The drive for Tort Reform will not keep the insurance companies from looking for new ways to make a bigger profit. Remember that every business is a growth business. They just see paying out claims as a drag on their profitability and this rush to limit awards is a way to boost profitability at the expense of hurt people. They are punishing doctors as a way of putting pressure to get the legal action they want from politicians.

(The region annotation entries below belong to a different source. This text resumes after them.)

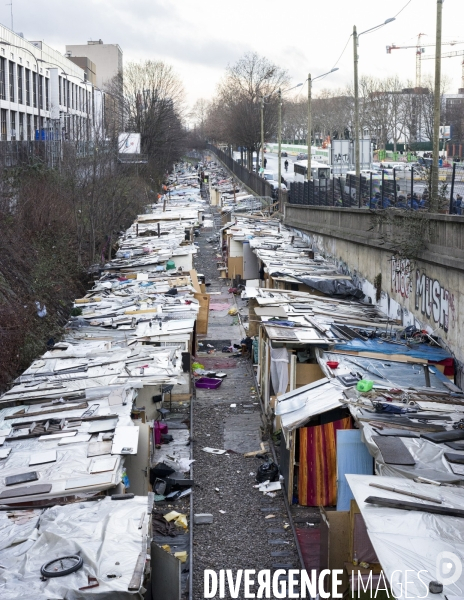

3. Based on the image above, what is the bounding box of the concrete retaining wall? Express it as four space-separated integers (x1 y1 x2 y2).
284 204 464 372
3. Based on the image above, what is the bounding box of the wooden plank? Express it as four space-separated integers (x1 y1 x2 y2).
364 496 464 519
369 483 443 504
0 483 52 500
421 429 464 444
127 552 146 592
372 435 416 465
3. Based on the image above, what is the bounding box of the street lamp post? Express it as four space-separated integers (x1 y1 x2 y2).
306 67 338 181
352 17 395 179
277 83 303 210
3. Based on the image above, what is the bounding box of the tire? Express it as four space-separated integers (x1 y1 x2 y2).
40 554 84 578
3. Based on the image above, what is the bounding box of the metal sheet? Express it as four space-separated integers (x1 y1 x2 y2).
372 435 416 465
29 450 56 467
90 456 118 473
337 429 374 510
111 425 139 454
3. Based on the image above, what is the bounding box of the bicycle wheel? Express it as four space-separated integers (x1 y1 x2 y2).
40 554 84 577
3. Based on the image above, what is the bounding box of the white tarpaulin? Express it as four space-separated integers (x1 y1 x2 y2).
0 496 149 600
346 475 464 600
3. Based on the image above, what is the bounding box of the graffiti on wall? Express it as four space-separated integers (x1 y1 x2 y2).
391 257 412 298
415 269 456 331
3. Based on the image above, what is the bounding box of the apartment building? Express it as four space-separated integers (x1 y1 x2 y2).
0 25 104 141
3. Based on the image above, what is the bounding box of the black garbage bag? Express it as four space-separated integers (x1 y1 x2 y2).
256 461 279 483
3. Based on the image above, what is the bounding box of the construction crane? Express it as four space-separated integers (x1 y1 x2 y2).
387 33 464 88
422 50 464 88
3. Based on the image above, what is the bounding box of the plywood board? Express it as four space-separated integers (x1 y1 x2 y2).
39 431 77 442
65 471 113 490
90 456 118 473
0 483 52 500
58 433 92 446
87 419 118 433
29 450 56 467
87 441 113 458
194 293 209 334
111 425 139 454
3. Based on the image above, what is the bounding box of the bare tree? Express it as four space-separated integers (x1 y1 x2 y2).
216 53 289 168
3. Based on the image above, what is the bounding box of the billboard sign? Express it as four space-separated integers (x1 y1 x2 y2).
118 133 140 154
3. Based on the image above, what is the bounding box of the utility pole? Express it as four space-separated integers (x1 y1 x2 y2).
258 96 264 175
277 88 282 211
429 0 445 212
306 73 313 181
353 25 360 179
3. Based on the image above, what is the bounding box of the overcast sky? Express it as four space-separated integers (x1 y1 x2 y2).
8 0 464 104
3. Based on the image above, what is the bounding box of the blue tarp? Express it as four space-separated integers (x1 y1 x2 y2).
337 429 374 510
334 340 453 362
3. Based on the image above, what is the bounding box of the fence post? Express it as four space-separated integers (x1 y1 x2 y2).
358 173 362 208
369 173 372 208
412 167 416 208
338 177 344 206
449 163 456 215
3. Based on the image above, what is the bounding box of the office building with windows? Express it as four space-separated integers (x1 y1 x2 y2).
0 25 110 141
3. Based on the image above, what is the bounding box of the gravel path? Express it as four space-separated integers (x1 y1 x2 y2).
192 204 300 600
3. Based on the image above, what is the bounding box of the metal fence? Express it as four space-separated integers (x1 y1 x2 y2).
288 163 464 215
206 144 287 205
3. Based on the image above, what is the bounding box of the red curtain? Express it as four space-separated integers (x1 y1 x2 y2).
298 417 352 506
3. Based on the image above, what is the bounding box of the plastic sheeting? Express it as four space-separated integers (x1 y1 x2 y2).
271 346 289 395
350 420 464 483
284 273 364 300
0 497 149 600
346 475 464 600
337 429 374 510
334 339 452 362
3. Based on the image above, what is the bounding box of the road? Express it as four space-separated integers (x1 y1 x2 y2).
264 152 304 187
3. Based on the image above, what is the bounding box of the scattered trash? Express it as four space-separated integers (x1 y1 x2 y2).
256 461 280 489
203 447 226 454
35 301 47 318
174 550 187 563
193 513 213 525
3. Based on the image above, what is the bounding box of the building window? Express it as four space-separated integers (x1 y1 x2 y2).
25 69 31 106
8 60 14 102
16 65 23 104
0 108 6 141
10 110 16 141
32 73 37 108
39 75 43 108
0 58 6 100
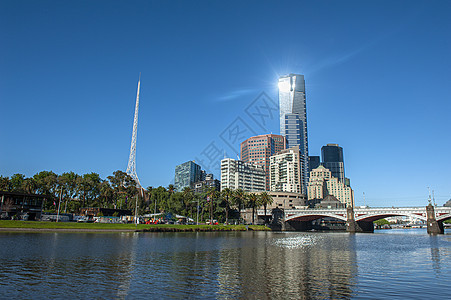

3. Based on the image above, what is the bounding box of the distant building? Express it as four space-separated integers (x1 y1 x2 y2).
241 191 307 223
278 74 309 190
174 161 202 192
269 146 306 193
0 191 46 221
321 144 345 183
308 165 354 206
308 156 321 173
241 134 285 190
191 172 221 194
221 158 266 192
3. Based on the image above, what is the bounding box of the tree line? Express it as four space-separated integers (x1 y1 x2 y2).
0 170 273 223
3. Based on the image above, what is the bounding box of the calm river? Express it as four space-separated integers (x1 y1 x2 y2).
0 229 451 299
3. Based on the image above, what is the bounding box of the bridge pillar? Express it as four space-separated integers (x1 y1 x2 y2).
426 203 445 234
346 206 374 233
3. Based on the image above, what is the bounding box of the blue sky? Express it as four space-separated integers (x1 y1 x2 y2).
0 0 451 206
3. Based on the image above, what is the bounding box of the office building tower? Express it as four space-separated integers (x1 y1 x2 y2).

What we always hear about are the truly bizarre cases Cam Edwards talked about one this week on his radio show, some woman who suffered burns after spilling her coffee and sued Starbucks but using the man-bites-dog theory, I have to assume that these are the exception rather than the rule.
There are, indeed, too many lawsuits, and many of them are indeed frivolous; but the truly useless suits can be handled with a loser-pays system. And thinning out the docket is, I think, the most important "reform" that needs to take place.
The solution to high malpractice awards is simple: eliminate malpractice. The problem arises when you try to pin a workable definition onto the word, since medicine is at least as much art as it is science, and there's still a lot we don't know about everyday bodily functions. Sometimes all you can do is make an educated guess. I'd hate to think I could be sued for guessing wrong.
On the other hand, outside the medical realm, sometimes it's clear that bungling or malfeasance is at fault. Here's a comment from a page linked by Bruce, posted by Angry Bear, that cuts to the chase:
My first thought was, "if frivolous lawsuits are so rare...why is there such a vociferous tort-reform movement?" But then an answer suggested itself: the issue is probably not so much the awards themselves as the actions that prospective awards deter. For example, action X may not be profitable if there's a 1 in 100 chance of getting caught and having to pay $5 million. But if the cap is $250 thousand (with the same 1/100 chance of getting caught) then action X may be profitable. (X represents things like polluting or not testing for safety.)
I hadn't really thought of it this way before that tort-reform isn't necessarily about avoiding big judgments for existing actions, but rather changing the range and extent of activities that firms can profitably undertake.
Actions, conservatives are fond of saying, have consequences, and indeed they do. There's no reason that corporate entities should be exempt from the consequences of their actions, or to have their liability artificially limited, when individual persons are granted no such exemptions. The argument is made that numerous damage awards can destroy a company; I suggest that if a firm has actually done something to justify numerous damage awards, it may well deserve to be destroyed.